Once dressed up, the scary crowd goes "trick-or-treating" from door to door -- begging for candies or threatening their neighbours with little tricks. That's why the candy industry also profits from the new German Halloween boom. Last year, candy industry sales increased to over €7 million, twice as much as in 2001.


All in all, in 2002 retailers and supermarkets earned around €180 million from Halloween sales. This year, they are expecting sales of more than €200 million. Toy manufacturers also expect an increase in sales of up to 40 percent. For Bernd Schneider’s store, Halloween is a fixed business date. "One third of our sales volume is due to Halloween", he says, "and it becomes more every year."

An ungodly import

But not everyone is as thrilled with the trend as the retailers. Speaking on InfoRadio Berlin-Brandenburg, Bishop Wolfgang Huber expressed concern that "Halloween has become a day celebrated by Satanists." His views are echoed by Moscow's Orthodox Church, whose calls for a Halloween ban in schools were heeded by the Moscow Education Department.

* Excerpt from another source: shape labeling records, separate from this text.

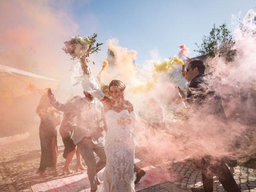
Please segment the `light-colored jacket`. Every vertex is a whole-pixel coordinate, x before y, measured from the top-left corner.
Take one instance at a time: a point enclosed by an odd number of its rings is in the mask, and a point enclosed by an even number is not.
[[[79,98],[74,102],[65,104],[56,100],[52,102],[52,104],[60,111],[76,110],[77,123],[74,136],[75,144],[78,143],[84,137],[91,137],[94,144],[103,140],[106,125],[104,107],[98,99],[94,98],[89,102],[85,98]]]

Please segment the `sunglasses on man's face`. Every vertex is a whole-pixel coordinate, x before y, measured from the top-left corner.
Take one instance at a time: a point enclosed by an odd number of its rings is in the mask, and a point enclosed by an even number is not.
[[[187,73],[188,72],[188,71],[189,71],[190,69],[192,69],[192,68],[188,68],[186,69],[186,71],[187,71]]]

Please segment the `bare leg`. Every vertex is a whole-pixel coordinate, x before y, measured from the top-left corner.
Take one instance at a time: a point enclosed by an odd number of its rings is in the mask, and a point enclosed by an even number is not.
[[[57,170],[57,158],[58,150],[57,150],[57,141],[56,138],[53,138],[52,141],[52,151],[53,158],[53,171],[55,174],[58,173]]]
[[[76,146],[76,148],[77,148],[76,150],[76,164],[82,165],[82,162],[81,162],[81,154],[79,152],[79,149]]]
[[[66,162],[65,163],[64,167],[68,168],[69,166],[69,164],[70,164],[70,162],[72,160],[72,158],[76,152],[76,148],[75,148],[75,149],[67,155],[66,159]]]
[[[81,161],[81,154],[80,154],[80,152],[79,152],[79,148],[77,147],[76,147],[77,148],[77,150],[76,150],[76,172],[78,171],[78,169],[82,170],[83,171],[85,170],[85,168],[83,166],[83,165],[82,164],[82,162]]]

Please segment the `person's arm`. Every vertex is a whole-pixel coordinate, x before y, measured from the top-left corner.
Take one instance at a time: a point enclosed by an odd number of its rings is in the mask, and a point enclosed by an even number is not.
[[[76,109],[77,105],[75,103],[76,101],[74,102],[63,104],[58,101],[54,95],[52,93],[48,94],[48,97],[51,101],[52,106],[58,111],[68,111],[75,110]]]
[[[108,127],[107,126],[107,124],[106,122],[104,106],[103,104],[101,107],[101,120],[102,123],[103,124],[102,129],[106,132],[108,131]]]

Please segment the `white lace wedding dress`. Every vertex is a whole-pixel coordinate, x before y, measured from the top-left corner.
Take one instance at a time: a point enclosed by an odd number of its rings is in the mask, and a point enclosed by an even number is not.
[[[131,132],[132,123],[120,125],[120,117],[136,118],[134,112],[123,110],[120,113],[110,110],[106,114],[108,126],[105,152],[107,162],[103,174],[103,184],[98,191],[135,192],[133,170],[134,144]]]

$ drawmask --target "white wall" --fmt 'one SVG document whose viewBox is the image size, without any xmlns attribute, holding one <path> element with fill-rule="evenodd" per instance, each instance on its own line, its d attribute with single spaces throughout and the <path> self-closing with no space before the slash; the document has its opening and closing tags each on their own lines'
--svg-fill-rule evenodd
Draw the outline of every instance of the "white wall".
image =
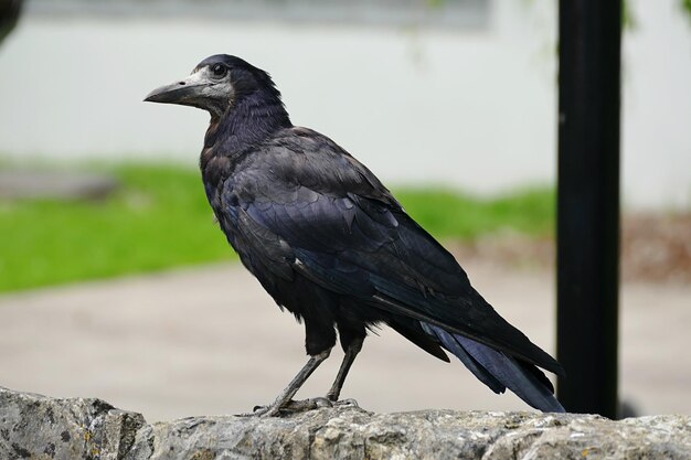
<svg viewBox="0 0 691 460">
<path fill-rule="evenodd" d="M 625 41 L 624 183 L 635 206 L 691 203 L 691 21 L 634 1 Z M 195 164 L 208 116 L 143 104 L 215 53 L 268 69 L 295 124 L 386 181 L 477 192 L 555 172 L 555 11 L 493 3 L 487 29 L 25 15 L 0 49 L 0 154 Z"/>
</svg>

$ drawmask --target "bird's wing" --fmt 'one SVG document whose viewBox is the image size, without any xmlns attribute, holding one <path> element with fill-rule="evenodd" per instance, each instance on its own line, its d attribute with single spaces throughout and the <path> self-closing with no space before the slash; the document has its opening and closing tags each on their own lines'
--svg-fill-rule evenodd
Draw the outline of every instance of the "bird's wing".
<svg viewBox="0 0 691 460">
<path fill-rule="evenodd" d="M 248 156 L 223 206 L 252 256 L 332 291 L 562 373 L 470 286 L 454 257 L 328 138 L 297 128 Z"/>
</svg>

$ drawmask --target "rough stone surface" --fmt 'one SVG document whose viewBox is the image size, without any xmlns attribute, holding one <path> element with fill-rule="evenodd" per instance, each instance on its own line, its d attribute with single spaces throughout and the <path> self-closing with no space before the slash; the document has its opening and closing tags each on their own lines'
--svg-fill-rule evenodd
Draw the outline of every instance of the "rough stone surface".
<svg viewBox="0 0 691 460">
<path fill-rule="evenodd" d="M 147 425 L 98 399 L 0 387 L 0 459 L 691 459 L 691 417 L 325 408 Z"/>
</svg>

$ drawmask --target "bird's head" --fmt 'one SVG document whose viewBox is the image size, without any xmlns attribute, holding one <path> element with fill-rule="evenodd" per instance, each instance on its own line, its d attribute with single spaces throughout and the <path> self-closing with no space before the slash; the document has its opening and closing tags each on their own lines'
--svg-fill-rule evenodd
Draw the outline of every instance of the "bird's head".
<svg viewBox="0 0 691 460">
<path fill-rule="evenodd" d="M 280 104 L 280 94 L 266 72 L 240 57 L 216 54 L 200 62 L 189 77 L 153 89 L 143 100 L 198 107 L 221 117 L 256 93 Z"/>
</svg>

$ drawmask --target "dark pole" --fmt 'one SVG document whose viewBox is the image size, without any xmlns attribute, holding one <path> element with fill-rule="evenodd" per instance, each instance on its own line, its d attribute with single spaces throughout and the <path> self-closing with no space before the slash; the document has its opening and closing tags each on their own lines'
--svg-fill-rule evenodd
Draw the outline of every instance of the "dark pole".
<svg viewBox="0 0 691 460">
<path fill-rule="evenodd" d="M 559 398 L 616 418 L 621 3 L 560 0 L 559 28 Z"/>
</svg>

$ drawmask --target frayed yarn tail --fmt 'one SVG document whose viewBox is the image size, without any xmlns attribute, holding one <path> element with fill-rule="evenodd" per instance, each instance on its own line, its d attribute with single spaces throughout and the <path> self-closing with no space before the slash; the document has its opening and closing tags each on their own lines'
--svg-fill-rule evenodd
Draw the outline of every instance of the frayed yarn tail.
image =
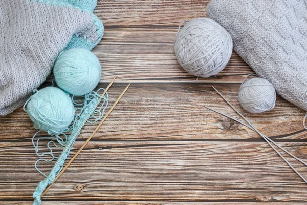
<svg viewBox="0 0 307 205">
<path fill-rule="evenodd" d="M 97 93 L 95 93 L 95 94 L 97 95 Z M 106 100 L 107 104 L 107 99 L 104 98 L 103 99 L 104 100 Z M 86 106 L 83 107 L 81 113 L 76 116 L 76 118 L 78 119 L 74 122 L 73 130 L 71 134 L 69 135 L 67 144 L 61 153 L 58 160 L 48 176 L 43 180 L 38 183 L 35 192 L 33 193 L 33 196 L 34 200 L 33 205 L 40 205 L 41 203 L 40 197 L 42 193 L 48 185 L 53 182 L 57 175 L 61 172 L 65 162 L 65 160 L 67 158 L 74 142 L 80 134 L 81 130 L 83 128 L 85 123 L 89 121 L 89 119 L 92 117 L 94 114 L 97 113 L 96 109 L 101 99 L 97 97 L 96 95 L 96 97 L 93 99 Z M 107 107 L 107 105 L 106 107 Z"/>
</svg>

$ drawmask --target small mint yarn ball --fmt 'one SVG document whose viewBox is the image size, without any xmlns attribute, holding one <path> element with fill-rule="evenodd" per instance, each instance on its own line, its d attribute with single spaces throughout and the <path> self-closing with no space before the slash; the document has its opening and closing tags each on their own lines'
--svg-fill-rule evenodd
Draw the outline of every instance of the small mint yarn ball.
<svg viewBox="0 0 307 205">
<path fill-rule="evenodd" d="M 92 91 L 101 77 L 97 57 L 84 48 L 72 48 L 58 57 L 53 67 L 58 86 L 72 95 L 80 96 Z"/>
<path fill-rule="evenodd" d="M 25 110 L 34 128 L 57 135 L 68 131 L 75 116 L 75 108 L 69 94 L 58 88 L 48 87 L 28 100 Z"/>
</svg>

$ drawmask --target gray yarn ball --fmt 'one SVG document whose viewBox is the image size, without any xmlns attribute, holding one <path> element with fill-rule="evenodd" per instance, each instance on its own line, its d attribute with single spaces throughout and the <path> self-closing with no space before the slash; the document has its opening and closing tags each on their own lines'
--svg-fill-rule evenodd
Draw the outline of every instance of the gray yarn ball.
<svg viewBox="0 0 307 205">
<path fill-rule="evenodd" d="M 272 110 L 275 106 L 276 97 L 273 85 L 268 80 L 260 77 L 244 81 L 239 91 L 241 106 L 252 113 Z"/>
<path fill-rule="evenodd" d="M 213 20 L 196 18 L 186 24 L 178 33 L 174 49 L 178 63 L 186 71 L 209 77 L 221 72 L 229 61 L 232 40 L 228 32 Z"/>
</svg>

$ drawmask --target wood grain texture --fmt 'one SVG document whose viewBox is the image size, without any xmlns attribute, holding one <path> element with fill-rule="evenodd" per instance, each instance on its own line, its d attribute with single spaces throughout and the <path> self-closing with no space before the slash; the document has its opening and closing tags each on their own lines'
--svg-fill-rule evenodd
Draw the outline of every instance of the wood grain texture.
<svg viewBox="0 0 307 205">
<path fill-rule="evenodd" d="M 72 155 L 82 144 L 74 145 Z M 307 159 L 306 143 L 281 145 Z M 30 143 L 0 144 L 0 198 L 32 198 L 42 179 L 36 159 Z M 264 142 L 92 142 L 44 198 L 306 202 L 305 186 Z"/>
<path fill-rule="evenodd" d="M 92 51 L 102 67 L 102 82 L 195 81 L 196 77 L 177 62 L 173 41 L 177 28 L 106 28 L 102 40 Z M 226 68 L 203 82 L 241 83 L 252 69 L 234 51 Z M 51 82 L 51 76 L 47 79 Z"/>
<path fill-rule="evenodd" d="M 107 85 L 100 84 L 99 87 Z M 126 85 L 115 83 L 111 87 L 110 105 Z M 206 105 L 237 116 L 212 86 L 264 134 L 277 141 L 307 138 L 302 125 L 304 112 L 280 97 L 272 111 L 251 114 L 244 111 L 239 105 L 237 84 L 147 83 L 131 84 L 93 139 L 262 140 L 248 128 L 203 107 Z M 36 131 L 21 109 L 0 117 L 0 123 L 2 140 L 29 140 Z M 79 138 L 87 138 L 98 124 L 87 125 Z"/>
<path fill-rule="evenodd" d="M 243 111 L 239 85 L 253 72 L 235 52 L 221 72 L 197 81 L 176 60 L 173 43 L 180 22 L 206 17 L 208 2 L 98 0 L 94 13 L 105 32 L 93 50 L 103 69 L 98 87 L 117 76 L 109 92 L 112 105 L 127 83 L 133 83 L 43 205 L 307 202 L 306 184 L 262 139 L 203 106 L 237 116 L 214 86 L 259 131 L 307 160 L 304 112 L 279 97 L 271 111 Z M 98 124 L 85 126 L 70 156 Z M 21 109 L 0 117 L 0 204 L 32 204 L 42 179 L 34 167 L 35 132 Z M 305 167 L 291 161 L 307 177 Z"/>
</svg>

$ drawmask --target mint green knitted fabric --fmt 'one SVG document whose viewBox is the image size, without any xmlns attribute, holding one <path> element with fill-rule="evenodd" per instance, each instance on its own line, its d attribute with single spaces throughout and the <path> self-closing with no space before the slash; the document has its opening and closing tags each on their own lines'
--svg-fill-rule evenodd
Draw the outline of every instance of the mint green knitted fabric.
<svg viewBox="0 0 307 205">
<path fill-rule="evenodd" d="M 21 106 L 65 49 L 92 49 L 103 34 L 96 0 L 0 1 L 0 115 Z"/>
</svg>

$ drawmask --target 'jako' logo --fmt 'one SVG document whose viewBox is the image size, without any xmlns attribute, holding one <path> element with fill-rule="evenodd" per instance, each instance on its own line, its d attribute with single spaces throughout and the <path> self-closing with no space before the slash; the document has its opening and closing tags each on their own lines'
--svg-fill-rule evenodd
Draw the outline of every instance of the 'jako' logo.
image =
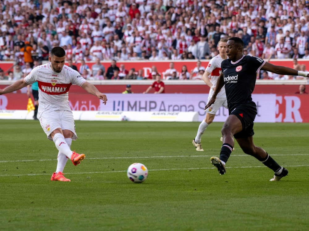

Meanwhile, in France, Catholics are organizing a series of events celebrating All Saints Day on Saturday and the Festival of the Dead on Sunday, which they hope will draw attention away from what they see as an ungodly U.S. import.

In an interview with Reuters news agency, Ines Azais from the French Catholic Church lamented the fact that "Halloween has put Christian holidays in the shade. Lots of young people don't know them anymore."

But to others, the pagan aspect of the festivities is the whole point.

Bernd Schneider points out that "for everyone it’s fun to imagine what could be one’s dark side. You can be the Grim Reaper, or a vampire, a witch or a devil maybe – someone really brutal. But first of all, it’s fun to dress up -- and to have a good time together with friends."